Overview: Insulin Sensitivity TestIntroduction: The Insulin Sensitivity Test assesses insulin sensitivity to diagnose diabetes or metabolic syndrome, helping guide treatment for blood sugar control. Affecting 1 in 5 people with obesity, insulin resistance poses diagnostic challenges due to subtle onset. Following 2023 American Diabetes Association (ADA) guidelines, it uses immunoassay for high accuracy, supporting endocrinology screening. This test is vital for diagnosis, intervention planning, and improving outcomes in endocrinology.
Other Names: Insulin Sensitivity Assay, Diabetes Risk Test.
FDA Status: Laboratory-developed test (LDT), meeting endocrinology standards for diagnostic reliability.

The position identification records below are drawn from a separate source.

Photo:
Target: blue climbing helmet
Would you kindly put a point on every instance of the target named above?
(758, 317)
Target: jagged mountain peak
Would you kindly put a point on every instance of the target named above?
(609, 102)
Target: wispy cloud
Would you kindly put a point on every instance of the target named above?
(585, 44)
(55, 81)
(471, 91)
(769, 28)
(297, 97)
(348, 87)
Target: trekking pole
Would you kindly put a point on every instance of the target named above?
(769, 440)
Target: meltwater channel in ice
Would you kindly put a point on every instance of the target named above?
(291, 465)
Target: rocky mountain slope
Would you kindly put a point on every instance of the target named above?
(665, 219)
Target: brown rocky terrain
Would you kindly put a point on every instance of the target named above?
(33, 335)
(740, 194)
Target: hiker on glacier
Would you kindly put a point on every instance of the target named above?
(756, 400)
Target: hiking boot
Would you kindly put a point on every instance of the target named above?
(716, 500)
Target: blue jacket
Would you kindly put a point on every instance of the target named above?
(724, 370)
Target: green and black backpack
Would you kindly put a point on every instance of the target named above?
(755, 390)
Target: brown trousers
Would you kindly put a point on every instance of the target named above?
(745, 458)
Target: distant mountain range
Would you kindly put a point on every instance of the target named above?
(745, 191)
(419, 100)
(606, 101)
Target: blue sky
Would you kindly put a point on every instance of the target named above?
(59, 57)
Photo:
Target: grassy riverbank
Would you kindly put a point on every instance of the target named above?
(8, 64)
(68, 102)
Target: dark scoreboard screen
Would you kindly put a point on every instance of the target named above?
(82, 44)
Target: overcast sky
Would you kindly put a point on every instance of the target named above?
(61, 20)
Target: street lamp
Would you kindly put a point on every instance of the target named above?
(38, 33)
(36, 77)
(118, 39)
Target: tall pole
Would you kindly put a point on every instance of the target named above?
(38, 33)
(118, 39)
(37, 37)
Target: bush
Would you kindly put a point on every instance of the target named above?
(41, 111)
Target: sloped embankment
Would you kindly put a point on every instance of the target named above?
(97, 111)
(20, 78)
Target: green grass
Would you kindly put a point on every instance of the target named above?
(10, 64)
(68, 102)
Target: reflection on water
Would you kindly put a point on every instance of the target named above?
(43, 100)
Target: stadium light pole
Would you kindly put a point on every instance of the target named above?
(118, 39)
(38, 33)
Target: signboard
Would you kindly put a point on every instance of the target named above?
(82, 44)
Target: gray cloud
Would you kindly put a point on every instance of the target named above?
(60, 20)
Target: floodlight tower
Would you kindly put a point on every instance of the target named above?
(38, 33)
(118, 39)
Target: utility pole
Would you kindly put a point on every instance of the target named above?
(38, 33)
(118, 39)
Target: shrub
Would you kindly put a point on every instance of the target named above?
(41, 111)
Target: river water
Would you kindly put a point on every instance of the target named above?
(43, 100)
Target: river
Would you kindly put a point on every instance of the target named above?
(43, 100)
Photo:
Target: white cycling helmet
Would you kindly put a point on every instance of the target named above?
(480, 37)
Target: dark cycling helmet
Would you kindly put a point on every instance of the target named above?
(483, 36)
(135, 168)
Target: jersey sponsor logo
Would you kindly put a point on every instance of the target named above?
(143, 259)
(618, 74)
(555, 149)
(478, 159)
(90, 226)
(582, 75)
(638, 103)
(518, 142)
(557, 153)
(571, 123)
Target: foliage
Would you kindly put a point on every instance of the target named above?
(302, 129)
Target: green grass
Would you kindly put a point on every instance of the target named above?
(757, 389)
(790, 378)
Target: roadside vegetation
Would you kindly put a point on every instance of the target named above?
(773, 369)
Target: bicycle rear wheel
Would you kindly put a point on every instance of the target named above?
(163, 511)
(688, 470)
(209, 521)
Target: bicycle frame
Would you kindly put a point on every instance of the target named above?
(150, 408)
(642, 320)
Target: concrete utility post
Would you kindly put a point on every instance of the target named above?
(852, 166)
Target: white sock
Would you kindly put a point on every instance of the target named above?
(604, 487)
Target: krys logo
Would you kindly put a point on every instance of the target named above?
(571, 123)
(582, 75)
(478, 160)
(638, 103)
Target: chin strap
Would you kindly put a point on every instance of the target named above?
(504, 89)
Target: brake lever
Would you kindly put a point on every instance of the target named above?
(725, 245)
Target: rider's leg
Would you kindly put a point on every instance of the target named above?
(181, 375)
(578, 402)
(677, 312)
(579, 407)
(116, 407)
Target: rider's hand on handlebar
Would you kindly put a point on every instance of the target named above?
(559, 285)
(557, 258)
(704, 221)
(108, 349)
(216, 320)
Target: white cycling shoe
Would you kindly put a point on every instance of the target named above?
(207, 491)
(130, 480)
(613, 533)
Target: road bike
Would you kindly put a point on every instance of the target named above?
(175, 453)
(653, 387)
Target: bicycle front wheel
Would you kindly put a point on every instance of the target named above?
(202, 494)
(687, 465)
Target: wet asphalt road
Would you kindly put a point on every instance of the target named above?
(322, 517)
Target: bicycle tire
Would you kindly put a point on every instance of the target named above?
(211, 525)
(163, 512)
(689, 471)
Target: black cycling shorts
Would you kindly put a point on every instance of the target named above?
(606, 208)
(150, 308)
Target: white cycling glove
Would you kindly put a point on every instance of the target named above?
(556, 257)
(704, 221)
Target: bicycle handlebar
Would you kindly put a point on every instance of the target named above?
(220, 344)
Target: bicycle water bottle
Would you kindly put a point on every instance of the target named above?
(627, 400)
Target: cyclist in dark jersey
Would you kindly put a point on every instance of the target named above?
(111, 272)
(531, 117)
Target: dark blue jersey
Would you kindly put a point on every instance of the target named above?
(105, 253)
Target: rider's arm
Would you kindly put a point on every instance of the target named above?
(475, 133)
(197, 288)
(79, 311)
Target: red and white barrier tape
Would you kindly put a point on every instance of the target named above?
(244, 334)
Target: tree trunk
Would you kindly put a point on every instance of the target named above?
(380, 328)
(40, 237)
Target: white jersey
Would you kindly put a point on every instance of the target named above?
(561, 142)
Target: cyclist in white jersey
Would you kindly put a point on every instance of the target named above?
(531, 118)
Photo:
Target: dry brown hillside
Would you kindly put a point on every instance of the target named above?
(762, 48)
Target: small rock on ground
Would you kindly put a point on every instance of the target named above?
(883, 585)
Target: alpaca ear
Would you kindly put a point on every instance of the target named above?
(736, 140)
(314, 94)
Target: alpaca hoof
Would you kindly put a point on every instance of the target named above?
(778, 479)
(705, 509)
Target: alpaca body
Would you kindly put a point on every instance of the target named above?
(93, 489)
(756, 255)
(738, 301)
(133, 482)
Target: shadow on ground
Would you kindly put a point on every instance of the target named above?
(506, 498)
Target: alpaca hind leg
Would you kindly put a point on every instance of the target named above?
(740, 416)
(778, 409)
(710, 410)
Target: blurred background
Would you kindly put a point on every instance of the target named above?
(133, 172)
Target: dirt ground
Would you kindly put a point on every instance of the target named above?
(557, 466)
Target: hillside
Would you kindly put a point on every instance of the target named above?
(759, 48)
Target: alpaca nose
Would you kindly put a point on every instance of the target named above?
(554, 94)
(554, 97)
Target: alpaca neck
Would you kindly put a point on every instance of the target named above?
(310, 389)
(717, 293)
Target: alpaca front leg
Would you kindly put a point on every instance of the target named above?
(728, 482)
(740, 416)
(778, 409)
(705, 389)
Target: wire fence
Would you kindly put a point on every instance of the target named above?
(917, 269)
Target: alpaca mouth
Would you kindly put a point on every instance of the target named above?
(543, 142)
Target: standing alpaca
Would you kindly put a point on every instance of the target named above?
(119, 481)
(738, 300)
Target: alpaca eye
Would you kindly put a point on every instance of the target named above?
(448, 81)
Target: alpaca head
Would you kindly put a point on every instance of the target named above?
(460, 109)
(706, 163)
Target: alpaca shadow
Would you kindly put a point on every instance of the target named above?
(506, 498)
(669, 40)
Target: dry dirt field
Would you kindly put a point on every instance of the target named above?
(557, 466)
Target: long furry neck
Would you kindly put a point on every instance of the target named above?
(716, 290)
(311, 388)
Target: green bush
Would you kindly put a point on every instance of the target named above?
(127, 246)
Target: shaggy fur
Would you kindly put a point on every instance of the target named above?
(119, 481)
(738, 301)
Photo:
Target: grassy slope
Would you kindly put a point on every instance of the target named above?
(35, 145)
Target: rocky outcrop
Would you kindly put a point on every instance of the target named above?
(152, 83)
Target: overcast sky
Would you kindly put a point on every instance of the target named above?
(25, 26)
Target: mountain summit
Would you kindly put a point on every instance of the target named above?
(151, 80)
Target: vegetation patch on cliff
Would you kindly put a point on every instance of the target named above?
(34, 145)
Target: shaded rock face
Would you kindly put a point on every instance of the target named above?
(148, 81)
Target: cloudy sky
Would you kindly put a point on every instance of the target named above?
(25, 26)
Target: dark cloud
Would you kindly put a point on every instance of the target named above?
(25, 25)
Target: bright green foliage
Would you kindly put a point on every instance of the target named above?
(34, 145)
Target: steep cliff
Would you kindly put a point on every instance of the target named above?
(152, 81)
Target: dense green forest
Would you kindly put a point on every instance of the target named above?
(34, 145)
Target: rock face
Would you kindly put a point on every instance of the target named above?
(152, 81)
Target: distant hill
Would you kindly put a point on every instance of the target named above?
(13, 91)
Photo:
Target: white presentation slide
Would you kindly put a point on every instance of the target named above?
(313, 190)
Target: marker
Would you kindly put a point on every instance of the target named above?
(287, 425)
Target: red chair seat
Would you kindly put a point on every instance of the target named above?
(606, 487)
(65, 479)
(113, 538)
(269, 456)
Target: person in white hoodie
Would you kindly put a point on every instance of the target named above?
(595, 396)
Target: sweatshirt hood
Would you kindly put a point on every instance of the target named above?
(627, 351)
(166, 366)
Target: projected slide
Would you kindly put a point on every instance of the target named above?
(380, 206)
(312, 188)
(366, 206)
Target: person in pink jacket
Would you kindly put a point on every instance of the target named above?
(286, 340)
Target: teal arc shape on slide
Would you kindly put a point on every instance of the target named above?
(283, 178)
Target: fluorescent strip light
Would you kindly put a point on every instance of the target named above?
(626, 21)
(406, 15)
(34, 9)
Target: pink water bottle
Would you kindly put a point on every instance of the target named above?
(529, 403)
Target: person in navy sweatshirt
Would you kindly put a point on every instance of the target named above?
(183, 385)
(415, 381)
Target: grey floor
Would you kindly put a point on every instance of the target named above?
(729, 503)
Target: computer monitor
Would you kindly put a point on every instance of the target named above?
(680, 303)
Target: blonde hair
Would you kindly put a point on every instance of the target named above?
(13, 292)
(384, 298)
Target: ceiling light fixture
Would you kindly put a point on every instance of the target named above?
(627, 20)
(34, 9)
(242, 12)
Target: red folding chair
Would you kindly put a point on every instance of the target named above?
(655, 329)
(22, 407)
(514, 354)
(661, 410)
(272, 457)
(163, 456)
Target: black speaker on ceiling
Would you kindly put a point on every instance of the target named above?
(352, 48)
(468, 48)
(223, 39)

Historical Milestone: Insulin sensitivity testing began in the 1970s with research by Reaven, who linked it to metabolic syndrome. Immunoassay advancements in the 1990s by Roche improved detection, surpassing earlier clamp methods.
Purpose: Assesses insulin sensitivity index to diagnose diabetes or metabolic syndrome, guides lifestyle or medication therapy, and evaluates patients with high blood sugar, aiming to prevent complications.
Test Parameters: Insulin sensitivity index
Pretest Condition: Fasting required to reflect baseline levels. Collect serum or plasma. Report history of diabetes or obesity.
Specimen: Serum (SST, 2-5 mL), Plasma (EDTA, 2-4 mL); 2 mL serum in SST. Transport in a biohazard container.
Sample Stability at Room Temperature: 6 hours
Sample Stability at Refrigeration: 1 week
Sample Stability at Frozen: 1 month
Medical History: Document high blood sugar or obesity. Include current medications or diet.
Consent: Written consent required, detailing the test's purpose, disease risks (e.g., cardiovascular disease), and sample collection risks.
Procedural Considerations: Uses immunoassay to measure sensitivity, requiring labs with analyzers. Results available in 1-2 days. Performed in labs with strict handling.
Factors Affecting Result Accuracy: Non-fasting status or sample hemolysis can affect results. Medications may alter levels, requiring correlation.
Clinical Significance: Low sensitivity confirms insulin resistance, guiding therapy. Early intervention might prevent progression, while untreated cases lead to diabetes. Normal levels may require glucose tolerance test.
Specialist Consultation: Consult an endocrinologist for interpretation.
Additional Supporting Tests: HOMA-IR, HbA1c, or lipid profile to confirm diagnosis.
Test Limitations: Indirect measure; correlation with clinical status needed. False results possible with beta-cell dysfunction.
References: ADA Guidelines, 2023; Diabetes, Reaven GM, 2022.